Une redevance illégale pour certains

“Pour le moment, c’est une décision unilatérale de la Commission Copie Privée, qui a voté ce barème alors qu’aucun texte légal n’a été adopté” regrette ainsi David Mignot, cofondateur de l’entreprise de reconditionnement YesYes, auprès de BFMTV.

Pour l’heure, et sans évolution législative, David Mignot annonce qu’il n’y aura pas de collecte de cette redevance sur les smartphones reconditionnés vendus sur sa plateforme.

Comme le rappelait le site Next INpact début juin, la loi française précise en effet que la redevance pour copie privée ne s’applique que lors de la mise en circulation d’un appareil, lorsqu’il est vendu neuf. Pour cette même raison, l’association UFC-Que Choisir a attaqué ce nouveau barème devant le Conseil d’Etat.

D’autres cas de figures sont plus complexes à appréhender, à commencer par celui de Back Market, qui ne reconditionne pas de smartphones et n’est donc pas concerné par la collecte de cette redevance, mais dont la place de marché est l’une des plus importantes du secteur.

Sur Back Market, où 75% du volume d'activité (relatif au nombre de produits vendus) est réalisé par des entreprises étrangères, de nombreux vendeurs importent des mobiles reconditionnés, provenant parfois de Chine. Rien ne dit que ces centaines de vendeurs ne décident pour leur part d’appliquer le nouveau barème de la redevance pour copie privée.
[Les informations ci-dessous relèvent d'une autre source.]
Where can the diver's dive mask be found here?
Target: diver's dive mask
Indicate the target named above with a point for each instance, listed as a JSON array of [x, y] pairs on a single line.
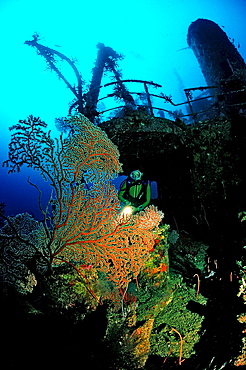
[[136, 175]]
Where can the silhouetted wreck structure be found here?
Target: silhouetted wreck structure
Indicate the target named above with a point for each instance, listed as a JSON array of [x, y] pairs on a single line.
[[221, 64]]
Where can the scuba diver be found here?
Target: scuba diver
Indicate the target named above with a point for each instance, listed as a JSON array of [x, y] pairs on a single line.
[[135, 192]]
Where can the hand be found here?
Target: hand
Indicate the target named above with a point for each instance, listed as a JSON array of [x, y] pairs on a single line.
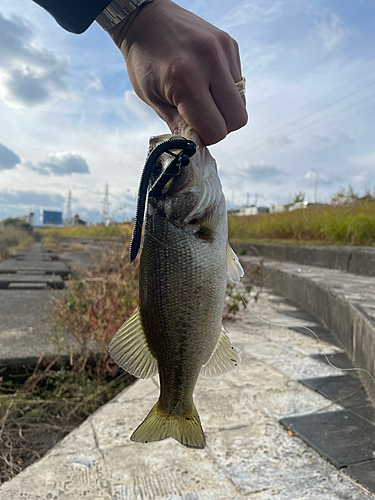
[[184, 68]]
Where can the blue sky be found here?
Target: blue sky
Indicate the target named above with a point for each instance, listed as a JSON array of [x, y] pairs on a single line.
[[70, 120]]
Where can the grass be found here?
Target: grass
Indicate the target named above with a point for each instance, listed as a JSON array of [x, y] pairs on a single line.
[[40, 407], [12, 240], [118, 231], [350, 224]]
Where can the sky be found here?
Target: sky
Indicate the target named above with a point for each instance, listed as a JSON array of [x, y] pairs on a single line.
[[69, 119]]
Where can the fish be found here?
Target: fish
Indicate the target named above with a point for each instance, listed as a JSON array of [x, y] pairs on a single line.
[[176, 331]]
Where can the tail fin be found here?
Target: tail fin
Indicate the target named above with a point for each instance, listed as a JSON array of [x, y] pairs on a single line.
[[157, 426]]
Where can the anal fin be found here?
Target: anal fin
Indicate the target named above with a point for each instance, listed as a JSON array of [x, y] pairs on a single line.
[[186, 429], [223, 359], [129, 348]]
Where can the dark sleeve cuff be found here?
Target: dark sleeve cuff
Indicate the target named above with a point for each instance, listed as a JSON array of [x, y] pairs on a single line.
[[74, 15]]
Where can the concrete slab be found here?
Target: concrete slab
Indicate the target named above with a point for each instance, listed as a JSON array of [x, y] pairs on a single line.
[[248, 453], [54, 281], [344, 302], [344, 438], [11, 266], [26, 324], [345, 390], [363, 473]]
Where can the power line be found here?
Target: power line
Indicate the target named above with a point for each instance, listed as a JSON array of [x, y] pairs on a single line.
[[106, 213], [308, 115], [69, 208], [240, 152]]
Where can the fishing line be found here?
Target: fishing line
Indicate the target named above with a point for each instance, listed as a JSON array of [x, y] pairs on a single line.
[[315, 335], [283, 325]]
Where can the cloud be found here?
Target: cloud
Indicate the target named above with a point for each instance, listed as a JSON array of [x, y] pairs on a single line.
[[279, 141], [331, 34], [26, 199], [261, 172], [8, 159], [256, 11], [320, 143], [138, 107], [29, 75], [62, 164]]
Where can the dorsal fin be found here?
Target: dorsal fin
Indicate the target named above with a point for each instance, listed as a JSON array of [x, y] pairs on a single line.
[[129, 348], [235, 271], [223, 359]]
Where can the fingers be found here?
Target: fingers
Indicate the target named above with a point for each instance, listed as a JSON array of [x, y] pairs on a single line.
[[229, 102]]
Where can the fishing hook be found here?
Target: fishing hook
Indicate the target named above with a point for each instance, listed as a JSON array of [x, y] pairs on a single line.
[[188, 149]]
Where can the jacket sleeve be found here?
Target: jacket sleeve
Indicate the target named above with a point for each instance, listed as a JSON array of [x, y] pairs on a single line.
[[74, 15]]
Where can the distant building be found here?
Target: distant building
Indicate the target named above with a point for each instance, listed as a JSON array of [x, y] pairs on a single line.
[[74, 221], [244, 211], [276, 208], [48, 218], [298, 205], [27, 218]]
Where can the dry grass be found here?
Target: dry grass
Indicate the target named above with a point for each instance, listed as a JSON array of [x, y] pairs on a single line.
[[12, 240], [40, 407], [350, 224], [119, 231]]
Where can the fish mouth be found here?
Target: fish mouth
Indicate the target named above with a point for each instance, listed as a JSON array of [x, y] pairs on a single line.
[[187, 149]]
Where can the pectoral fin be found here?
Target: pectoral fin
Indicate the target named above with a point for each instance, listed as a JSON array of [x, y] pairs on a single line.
[[224, 358], [235, 271], [129, 348]]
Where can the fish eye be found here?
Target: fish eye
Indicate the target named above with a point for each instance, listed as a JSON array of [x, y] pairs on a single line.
[[158, 167]]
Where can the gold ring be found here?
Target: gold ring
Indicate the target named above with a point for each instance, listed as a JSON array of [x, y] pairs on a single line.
[[241, 87]]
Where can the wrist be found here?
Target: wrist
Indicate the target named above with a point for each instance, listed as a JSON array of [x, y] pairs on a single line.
[[124, 32]]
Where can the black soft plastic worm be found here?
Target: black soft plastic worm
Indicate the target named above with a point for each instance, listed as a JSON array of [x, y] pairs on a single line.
[[188, 149]]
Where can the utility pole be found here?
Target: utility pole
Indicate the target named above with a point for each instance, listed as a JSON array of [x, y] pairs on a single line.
[[106, 204], [316, 186], [69, 209]]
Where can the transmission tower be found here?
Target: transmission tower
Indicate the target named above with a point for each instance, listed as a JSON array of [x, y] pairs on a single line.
[[106, 204], [69, 209]]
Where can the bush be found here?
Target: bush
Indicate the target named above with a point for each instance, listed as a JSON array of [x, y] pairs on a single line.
[[349, 224], [12, 239]]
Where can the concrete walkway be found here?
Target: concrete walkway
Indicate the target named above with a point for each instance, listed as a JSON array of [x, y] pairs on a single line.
[[345, 302], [249, 454], [27, 286]]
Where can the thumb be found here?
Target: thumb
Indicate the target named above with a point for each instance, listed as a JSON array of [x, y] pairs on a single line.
[[169, 114]]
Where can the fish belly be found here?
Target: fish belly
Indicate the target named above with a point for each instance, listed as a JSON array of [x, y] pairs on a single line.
[[182, 290]]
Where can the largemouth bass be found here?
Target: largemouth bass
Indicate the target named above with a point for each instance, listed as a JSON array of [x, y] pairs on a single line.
[[185, 262]]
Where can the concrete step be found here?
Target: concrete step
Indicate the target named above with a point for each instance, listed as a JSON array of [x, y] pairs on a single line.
[[11, 266], [248, 454], [36, 256], [54, 281], [344, 302]]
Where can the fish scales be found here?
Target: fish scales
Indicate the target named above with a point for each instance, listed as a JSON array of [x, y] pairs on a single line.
[[184, 267], [182, 291]]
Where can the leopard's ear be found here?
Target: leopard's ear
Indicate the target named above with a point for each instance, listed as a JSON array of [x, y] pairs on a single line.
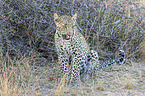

Mise en place en 1985, la redevance pour copie privée est une rémunération (obligatoire) payée de façon forfaitaire aux artistes par chaque particulier lors de l’achat d’un support de stockage. Elle lui donne le droit de copier des œuvres à titre personnel. Les cassettes audio ont d’abord été concernées, puis remplacées par les CD et supports de stockage numériques.

Grâce à la vente croissante de smartphones - qui représentent 70% des revenus de la redevance pour copie privée, les ayants droit récoltent désormais près de 300 millions d’euros par an. En échange, les utilisateurs sont libres de copier des fichiers musicaux (comme des MP3) d’un mobile à l’autre.

Une redevance indépendante des sommes versées aux artistes par les plateformes de streaming, dont l’abonnement donne le droit d’écouter ou de sauvegarder temporairement des morceaux sur son mobile.